October, even during an ongoing pandemic, is Breast Cancer Awareness Month. As breast cancer physicians, we welcome this time of year as an opportunity to look beyond the daily demands of patient care and reassess our profession’s goals and progress. How are we doing as physicians, and as health-care communities, in meeting women’s breast cancer screening and treatment needs? How can we reach more patients and deliver better care?
Approximately one in eight women will be diagnosed with breast cancer in her lifetime. Since 1990, mortality from breast cancer has steadily declined, due to earlier cancer detection via mammography and continued improvements in therapy. Unfortunately, progress has not been achieved equally across racial and ethnic groups.
Black women, in particular, experience marked inequities in breast cancer treatment and survival. Recent statistics from the American Cancer Society demonstrate widening breast cancer mortality rates between Black and white women, with a 41% higher death rate for Black women.
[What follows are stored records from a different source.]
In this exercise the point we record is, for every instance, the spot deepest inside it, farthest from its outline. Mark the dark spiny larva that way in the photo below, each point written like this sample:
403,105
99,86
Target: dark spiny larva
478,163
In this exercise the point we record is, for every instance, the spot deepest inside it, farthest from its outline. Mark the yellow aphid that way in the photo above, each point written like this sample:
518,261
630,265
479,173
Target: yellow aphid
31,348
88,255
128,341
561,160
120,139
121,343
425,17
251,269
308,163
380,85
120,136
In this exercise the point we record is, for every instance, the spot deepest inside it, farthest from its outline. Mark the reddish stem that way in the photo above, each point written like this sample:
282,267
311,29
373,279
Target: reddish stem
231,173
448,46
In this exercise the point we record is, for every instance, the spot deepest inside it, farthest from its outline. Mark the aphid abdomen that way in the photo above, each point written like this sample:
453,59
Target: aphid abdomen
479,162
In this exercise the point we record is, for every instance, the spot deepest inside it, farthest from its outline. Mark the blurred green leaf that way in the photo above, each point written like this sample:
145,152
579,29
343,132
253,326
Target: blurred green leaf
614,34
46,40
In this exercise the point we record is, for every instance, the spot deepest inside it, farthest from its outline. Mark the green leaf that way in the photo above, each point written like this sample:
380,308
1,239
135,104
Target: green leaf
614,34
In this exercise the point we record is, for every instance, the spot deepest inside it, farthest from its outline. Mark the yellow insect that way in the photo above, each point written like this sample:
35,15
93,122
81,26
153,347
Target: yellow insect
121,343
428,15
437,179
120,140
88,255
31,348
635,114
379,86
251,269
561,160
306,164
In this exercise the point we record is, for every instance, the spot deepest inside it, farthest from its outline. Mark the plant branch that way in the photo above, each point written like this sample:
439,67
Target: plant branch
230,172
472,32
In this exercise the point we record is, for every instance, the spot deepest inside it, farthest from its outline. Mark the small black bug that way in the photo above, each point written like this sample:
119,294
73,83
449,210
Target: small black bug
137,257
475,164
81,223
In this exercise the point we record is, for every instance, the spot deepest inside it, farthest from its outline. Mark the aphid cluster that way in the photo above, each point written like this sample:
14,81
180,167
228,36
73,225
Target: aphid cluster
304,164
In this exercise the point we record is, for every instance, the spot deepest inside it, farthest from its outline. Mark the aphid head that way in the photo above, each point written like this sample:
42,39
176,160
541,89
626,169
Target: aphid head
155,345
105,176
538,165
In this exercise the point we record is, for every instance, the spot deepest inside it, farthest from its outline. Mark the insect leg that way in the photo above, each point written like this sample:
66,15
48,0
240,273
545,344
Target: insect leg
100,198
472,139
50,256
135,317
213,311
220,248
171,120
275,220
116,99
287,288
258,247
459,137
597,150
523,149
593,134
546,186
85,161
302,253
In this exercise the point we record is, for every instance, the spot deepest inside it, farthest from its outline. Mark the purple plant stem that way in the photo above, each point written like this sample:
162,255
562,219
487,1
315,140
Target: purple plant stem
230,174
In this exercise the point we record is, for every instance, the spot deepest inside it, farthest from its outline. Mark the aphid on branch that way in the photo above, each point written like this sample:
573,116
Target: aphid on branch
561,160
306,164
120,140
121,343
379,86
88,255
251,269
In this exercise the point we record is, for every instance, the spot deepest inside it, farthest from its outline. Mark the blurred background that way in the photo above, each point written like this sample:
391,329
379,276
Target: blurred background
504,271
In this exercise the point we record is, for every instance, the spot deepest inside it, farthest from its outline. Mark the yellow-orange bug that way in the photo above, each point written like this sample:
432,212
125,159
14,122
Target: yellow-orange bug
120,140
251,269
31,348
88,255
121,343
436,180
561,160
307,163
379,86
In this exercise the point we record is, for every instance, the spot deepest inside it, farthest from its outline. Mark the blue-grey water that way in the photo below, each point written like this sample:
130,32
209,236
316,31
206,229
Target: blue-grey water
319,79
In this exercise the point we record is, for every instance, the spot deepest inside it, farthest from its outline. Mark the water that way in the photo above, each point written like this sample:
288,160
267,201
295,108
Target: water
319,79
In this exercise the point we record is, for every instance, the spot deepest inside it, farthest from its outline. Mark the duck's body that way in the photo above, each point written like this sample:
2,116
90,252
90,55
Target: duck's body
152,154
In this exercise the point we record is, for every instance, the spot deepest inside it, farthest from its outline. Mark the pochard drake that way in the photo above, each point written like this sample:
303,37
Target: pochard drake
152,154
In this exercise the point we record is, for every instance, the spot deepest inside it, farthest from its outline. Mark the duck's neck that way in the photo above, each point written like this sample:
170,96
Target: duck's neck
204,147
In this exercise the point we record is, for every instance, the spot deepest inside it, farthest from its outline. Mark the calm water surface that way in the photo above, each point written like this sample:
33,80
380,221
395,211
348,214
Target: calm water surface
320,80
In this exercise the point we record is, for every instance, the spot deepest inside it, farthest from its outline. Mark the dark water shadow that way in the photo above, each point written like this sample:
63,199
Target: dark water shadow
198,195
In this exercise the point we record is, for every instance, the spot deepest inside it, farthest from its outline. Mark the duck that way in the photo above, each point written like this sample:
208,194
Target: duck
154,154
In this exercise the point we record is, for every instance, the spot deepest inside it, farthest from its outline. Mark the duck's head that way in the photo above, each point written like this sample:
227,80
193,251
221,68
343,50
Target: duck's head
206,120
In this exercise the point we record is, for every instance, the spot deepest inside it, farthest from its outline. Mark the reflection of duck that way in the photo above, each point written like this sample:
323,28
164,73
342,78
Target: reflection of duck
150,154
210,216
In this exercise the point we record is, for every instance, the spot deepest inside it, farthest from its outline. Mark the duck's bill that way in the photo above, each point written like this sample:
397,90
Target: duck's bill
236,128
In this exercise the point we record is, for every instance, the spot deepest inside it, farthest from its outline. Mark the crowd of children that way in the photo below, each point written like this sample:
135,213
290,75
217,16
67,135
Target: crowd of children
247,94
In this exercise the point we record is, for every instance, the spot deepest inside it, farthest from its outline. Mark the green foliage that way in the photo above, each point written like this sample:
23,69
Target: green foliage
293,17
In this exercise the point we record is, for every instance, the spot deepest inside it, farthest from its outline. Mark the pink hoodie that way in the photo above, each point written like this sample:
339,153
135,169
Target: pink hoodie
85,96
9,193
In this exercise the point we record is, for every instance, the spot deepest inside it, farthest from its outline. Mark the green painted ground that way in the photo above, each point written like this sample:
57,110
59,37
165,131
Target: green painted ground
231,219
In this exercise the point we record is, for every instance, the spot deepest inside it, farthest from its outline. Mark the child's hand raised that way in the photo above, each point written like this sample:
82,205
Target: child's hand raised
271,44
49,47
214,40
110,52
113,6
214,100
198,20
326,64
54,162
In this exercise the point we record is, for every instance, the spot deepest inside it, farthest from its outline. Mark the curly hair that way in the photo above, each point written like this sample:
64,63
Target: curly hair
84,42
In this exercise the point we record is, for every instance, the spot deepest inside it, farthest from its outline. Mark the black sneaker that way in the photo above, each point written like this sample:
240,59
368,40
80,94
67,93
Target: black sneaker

This striking disparity reflects a combination of factors, including more advanced disease at diagnosis among Black women and differential treatment receipt. Black women experience greater socioeconomic barriers and bias from oncologists.
Black women are also more likely to develop a particularly aggressive breast cancer subtype known as triple-negative breast cancer. Twenty-one percent of breast cancers in Black women are triple-negative, compared with just 10% among white women. Triple-negative cancers carry a significantly worse prognosis, largely due to a paucity of effective drug therapies.
Despite having higher rates of triple-negative breast cancer, the subtype with the least effective treatment options, Black women remain drastically underrepresented in clinical trials. This underrepresentation hinders development and optimization of treatment regimens that may benefit this specific patient population.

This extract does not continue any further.